Le 17 janvier 1961, Lumumba est assassiné, il avait été déporté au Katanga par Mobutu. En 1962, le gouvernement central s’attèle à reconquérir les provinces sécessionnistes.

Une fois Lumumba éliminé, la reprise du Katanga (devenant alors Province de Shaba) et du Sud-Kasaï marqueront le début de l’ascension du général Mobutu Sese Seko.

Les troupes de l’ONU, au départ immobiles, passeront soudainement à l’offensive avec les troupes de Mobutu pour reconquérir les deux provinces rebelles. (C’est ce qu’on appelle the UN betrayal.)

En 1963 prend fin de la sécession katangaise; rébellion lumumbiste. En 1964 : le titre « République démocratique du Congo », un nouveau drapeau et une nouvelle devise sont adoptés le 1er août 1964 (nouvelle constitution). En 1965 : le Congo est pacifié, toutes les révoltes tribales, ethniques ou des partisans de Lumumba sont matées.

En 1965: Mobutu Sese Seko renverse Joseph Kasa-Vubu et s’empare définitivement du pouvoir. La libération de Stanleyville marque le début des années de guerre qui se poursuivirent jusqu’en 1966. Toute cette région vit des atrocités qui firent au moins 500 000 morts civils et militaires. Il faudra l’intervention de troupes étrangères pour mettre fin à ce carnage. Après les décrets de 1966, 1967 et 1969, les mines et les plantations sont nationalisées.

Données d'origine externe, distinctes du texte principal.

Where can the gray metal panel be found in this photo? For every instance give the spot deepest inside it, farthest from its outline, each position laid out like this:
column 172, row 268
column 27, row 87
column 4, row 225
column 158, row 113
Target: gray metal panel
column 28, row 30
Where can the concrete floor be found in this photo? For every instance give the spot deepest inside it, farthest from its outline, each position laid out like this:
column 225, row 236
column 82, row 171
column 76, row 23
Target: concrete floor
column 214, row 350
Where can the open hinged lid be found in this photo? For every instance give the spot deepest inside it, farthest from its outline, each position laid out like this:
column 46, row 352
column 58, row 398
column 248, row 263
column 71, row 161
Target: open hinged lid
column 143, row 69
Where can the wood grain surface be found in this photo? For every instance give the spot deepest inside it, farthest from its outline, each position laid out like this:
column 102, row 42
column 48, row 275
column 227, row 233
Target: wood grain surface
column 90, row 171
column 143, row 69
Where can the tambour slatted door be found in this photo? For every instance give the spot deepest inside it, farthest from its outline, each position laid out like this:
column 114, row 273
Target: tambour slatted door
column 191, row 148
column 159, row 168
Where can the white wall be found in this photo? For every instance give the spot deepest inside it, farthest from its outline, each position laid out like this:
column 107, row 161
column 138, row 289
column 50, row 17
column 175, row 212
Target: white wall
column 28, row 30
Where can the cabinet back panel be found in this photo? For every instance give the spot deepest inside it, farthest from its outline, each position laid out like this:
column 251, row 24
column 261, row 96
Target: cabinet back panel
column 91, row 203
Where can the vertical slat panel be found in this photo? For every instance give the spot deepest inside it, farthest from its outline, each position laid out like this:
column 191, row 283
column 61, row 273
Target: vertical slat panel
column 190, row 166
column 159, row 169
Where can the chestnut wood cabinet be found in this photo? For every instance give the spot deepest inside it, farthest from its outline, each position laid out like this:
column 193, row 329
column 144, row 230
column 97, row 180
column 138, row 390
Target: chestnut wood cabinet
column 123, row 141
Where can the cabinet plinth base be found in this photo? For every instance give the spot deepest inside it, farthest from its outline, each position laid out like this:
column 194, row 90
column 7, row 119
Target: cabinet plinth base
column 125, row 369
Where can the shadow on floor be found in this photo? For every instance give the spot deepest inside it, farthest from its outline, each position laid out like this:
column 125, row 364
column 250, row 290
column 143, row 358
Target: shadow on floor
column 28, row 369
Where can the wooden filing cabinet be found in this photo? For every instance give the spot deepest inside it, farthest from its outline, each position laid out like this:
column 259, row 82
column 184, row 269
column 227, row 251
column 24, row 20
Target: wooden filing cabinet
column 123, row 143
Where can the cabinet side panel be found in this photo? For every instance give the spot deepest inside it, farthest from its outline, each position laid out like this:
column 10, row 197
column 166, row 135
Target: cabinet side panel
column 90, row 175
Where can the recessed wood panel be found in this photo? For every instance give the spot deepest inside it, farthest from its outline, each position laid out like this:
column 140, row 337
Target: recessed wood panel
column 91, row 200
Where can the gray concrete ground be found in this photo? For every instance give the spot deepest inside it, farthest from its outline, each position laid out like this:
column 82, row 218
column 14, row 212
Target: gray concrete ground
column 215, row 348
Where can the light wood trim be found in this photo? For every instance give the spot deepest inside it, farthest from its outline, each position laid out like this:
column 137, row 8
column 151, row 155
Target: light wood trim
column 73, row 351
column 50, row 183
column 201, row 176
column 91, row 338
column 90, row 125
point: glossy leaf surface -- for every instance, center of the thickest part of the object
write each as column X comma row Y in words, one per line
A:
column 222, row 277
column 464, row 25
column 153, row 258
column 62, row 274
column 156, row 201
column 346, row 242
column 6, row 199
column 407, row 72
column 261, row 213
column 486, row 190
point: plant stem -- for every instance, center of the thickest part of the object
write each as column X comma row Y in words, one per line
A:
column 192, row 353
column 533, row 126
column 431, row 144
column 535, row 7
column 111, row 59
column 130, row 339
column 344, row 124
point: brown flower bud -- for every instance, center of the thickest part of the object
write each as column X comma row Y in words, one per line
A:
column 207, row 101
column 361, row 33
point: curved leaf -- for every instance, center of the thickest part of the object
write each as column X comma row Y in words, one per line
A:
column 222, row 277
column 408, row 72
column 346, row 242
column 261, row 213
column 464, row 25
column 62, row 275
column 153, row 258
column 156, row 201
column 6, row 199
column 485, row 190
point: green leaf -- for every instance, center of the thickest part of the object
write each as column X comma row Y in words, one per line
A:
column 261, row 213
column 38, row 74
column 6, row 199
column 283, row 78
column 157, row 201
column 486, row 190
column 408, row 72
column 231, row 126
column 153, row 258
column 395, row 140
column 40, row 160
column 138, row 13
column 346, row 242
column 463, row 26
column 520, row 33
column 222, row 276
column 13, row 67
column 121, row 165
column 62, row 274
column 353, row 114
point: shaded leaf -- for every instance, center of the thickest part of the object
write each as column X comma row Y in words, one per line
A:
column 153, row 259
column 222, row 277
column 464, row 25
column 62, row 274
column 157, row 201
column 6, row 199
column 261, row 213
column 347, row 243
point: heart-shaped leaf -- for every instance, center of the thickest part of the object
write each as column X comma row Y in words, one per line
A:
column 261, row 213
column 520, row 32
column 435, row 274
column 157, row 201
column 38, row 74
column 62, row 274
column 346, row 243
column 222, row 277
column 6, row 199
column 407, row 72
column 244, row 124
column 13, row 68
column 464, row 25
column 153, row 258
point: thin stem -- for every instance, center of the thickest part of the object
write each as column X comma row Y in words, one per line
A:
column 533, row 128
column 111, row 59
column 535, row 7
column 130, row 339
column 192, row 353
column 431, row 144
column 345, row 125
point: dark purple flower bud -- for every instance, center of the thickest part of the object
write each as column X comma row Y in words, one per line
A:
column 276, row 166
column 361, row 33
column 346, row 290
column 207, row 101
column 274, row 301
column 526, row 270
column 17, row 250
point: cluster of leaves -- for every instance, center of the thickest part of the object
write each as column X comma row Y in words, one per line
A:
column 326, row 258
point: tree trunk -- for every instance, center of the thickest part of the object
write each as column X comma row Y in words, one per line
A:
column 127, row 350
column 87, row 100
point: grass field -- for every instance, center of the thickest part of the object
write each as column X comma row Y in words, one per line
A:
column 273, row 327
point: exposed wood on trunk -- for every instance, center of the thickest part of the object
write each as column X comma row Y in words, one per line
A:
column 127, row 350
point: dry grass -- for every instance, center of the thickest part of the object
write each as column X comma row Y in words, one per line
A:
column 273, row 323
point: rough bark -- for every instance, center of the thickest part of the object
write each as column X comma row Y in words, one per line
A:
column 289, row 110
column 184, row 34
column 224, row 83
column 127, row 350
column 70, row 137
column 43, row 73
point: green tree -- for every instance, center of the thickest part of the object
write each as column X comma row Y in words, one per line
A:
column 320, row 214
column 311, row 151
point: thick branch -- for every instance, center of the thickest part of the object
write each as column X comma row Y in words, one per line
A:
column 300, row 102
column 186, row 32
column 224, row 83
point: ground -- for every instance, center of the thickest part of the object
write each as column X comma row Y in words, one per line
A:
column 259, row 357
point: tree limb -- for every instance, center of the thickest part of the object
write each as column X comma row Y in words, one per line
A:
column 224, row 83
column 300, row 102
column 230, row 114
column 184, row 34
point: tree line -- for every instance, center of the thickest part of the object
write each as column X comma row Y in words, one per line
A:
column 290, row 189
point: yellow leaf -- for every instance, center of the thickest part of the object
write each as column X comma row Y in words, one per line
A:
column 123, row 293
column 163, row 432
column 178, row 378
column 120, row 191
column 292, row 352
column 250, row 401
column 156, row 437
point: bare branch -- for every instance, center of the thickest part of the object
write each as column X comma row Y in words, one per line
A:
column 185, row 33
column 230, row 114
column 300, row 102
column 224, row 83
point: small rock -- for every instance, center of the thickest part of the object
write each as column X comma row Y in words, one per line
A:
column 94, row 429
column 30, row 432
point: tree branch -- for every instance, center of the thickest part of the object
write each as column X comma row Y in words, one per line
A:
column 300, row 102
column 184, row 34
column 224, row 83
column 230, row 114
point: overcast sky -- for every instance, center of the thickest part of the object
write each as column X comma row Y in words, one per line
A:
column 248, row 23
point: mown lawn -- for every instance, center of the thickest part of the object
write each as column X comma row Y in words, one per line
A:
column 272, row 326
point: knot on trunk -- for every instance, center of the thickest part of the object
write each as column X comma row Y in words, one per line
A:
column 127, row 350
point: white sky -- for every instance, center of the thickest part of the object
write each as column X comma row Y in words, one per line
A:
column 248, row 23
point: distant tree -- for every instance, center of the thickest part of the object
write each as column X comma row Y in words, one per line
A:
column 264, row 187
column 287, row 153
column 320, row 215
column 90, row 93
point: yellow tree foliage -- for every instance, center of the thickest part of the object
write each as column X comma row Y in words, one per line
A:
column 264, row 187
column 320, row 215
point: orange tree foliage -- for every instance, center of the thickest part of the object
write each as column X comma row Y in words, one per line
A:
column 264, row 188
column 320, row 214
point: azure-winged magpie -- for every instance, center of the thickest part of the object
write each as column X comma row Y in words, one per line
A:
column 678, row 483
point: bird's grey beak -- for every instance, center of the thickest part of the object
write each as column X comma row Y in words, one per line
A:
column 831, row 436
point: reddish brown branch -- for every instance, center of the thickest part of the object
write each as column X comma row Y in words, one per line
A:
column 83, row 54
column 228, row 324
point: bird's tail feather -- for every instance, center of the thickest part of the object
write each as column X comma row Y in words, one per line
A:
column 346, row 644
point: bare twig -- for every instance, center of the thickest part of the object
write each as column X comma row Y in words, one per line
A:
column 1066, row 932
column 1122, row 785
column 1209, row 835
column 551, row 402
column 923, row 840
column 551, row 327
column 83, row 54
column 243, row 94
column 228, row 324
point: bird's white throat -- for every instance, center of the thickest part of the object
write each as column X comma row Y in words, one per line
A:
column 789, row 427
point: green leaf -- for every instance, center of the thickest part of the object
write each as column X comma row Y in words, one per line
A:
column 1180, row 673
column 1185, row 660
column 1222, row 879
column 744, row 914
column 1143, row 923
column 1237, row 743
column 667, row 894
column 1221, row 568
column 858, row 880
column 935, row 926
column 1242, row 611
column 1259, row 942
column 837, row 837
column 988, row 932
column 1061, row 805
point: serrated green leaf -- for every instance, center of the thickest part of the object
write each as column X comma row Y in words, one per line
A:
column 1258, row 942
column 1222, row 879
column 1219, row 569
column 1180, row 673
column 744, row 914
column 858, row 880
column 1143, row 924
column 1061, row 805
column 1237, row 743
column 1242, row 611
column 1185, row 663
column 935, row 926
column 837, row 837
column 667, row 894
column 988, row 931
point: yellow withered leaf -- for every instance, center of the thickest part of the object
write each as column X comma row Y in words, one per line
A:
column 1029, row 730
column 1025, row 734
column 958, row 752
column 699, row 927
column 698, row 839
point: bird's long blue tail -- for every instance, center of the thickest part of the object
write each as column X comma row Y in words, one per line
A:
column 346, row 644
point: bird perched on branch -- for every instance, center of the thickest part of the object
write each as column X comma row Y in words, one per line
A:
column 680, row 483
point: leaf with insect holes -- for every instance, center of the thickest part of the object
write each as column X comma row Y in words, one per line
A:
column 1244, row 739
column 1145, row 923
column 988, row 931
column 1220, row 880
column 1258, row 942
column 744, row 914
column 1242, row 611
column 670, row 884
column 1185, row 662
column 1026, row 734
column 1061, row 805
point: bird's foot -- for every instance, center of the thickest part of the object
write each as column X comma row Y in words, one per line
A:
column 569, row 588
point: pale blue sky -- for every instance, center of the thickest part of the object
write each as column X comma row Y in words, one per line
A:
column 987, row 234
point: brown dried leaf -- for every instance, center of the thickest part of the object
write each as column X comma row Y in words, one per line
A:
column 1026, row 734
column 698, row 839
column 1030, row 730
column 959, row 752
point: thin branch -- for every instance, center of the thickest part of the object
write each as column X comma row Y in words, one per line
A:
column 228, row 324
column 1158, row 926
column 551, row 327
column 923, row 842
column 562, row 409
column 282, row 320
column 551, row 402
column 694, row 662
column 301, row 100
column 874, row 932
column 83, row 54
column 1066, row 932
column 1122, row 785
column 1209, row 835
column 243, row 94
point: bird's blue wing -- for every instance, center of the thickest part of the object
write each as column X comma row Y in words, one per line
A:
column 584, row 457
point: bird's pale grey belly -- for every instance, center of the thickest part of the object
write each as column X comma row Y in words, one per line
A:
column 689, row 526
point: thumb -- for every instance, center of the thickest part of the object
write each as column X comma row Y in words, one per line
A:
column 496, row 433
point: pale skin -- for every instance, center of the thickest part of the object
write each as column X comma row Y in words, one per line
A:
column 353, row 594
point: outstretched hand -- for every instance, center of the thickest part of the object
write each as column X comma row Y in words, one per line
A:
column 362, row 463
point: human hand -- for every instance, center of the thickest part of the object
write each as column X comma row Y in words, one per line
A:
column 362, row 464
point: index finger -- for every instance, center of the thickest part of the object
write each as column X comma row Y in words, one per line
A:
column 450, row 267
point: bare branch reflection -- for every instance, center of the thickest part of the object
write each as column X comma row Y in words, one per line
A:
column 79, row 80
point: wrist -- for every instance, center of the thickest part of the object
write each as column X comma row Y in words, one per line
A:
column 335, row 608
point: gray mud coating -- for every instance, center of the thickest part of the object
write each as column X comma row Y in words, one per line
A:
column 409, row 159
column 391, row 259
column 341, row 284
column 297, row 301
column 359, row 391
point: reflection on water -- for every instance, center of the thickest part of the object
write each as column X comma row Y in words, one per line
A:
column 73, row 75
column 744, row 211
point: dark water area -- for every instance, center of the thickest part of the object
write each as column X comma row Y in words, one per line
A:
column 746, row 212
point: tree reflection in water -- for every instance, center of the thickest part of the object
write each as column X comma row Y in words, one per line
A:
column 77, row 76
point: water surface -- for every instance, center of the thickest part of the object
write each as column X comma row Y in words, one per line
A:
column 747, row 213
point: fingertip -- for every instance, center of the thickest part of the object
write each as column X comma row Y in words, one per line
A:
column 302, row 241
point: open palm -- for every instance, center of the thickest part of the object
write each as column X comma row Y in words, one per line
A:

Dans les années qui suivent la prise du pouvoir par le général Joseph-Désiré Mobutu, ce dernier entame à partir de 1972 une campagne d’« authenticité » afin de maintenir sa popularité. Le pays est renommé République du Zaïre en 1971 d’après un mot local pour rivière, et portera ce nom jusqu’en 1997.

Les noms des personnes sont africanisés. Le général Mobutu prend le nom de Mobutu Sese Seko et oblige tous ses concitoyens à supprimer les prénoms à connotation occidentale et à rajouter un « postnom ».

Le pays subira dans toute sa période contemporaine des tensions tribales, mais il sera géré d’une main de fer par le président de la République, jusqu’à son remplacement. Le Congo redeviendra officiellement la République démocratique du Congo.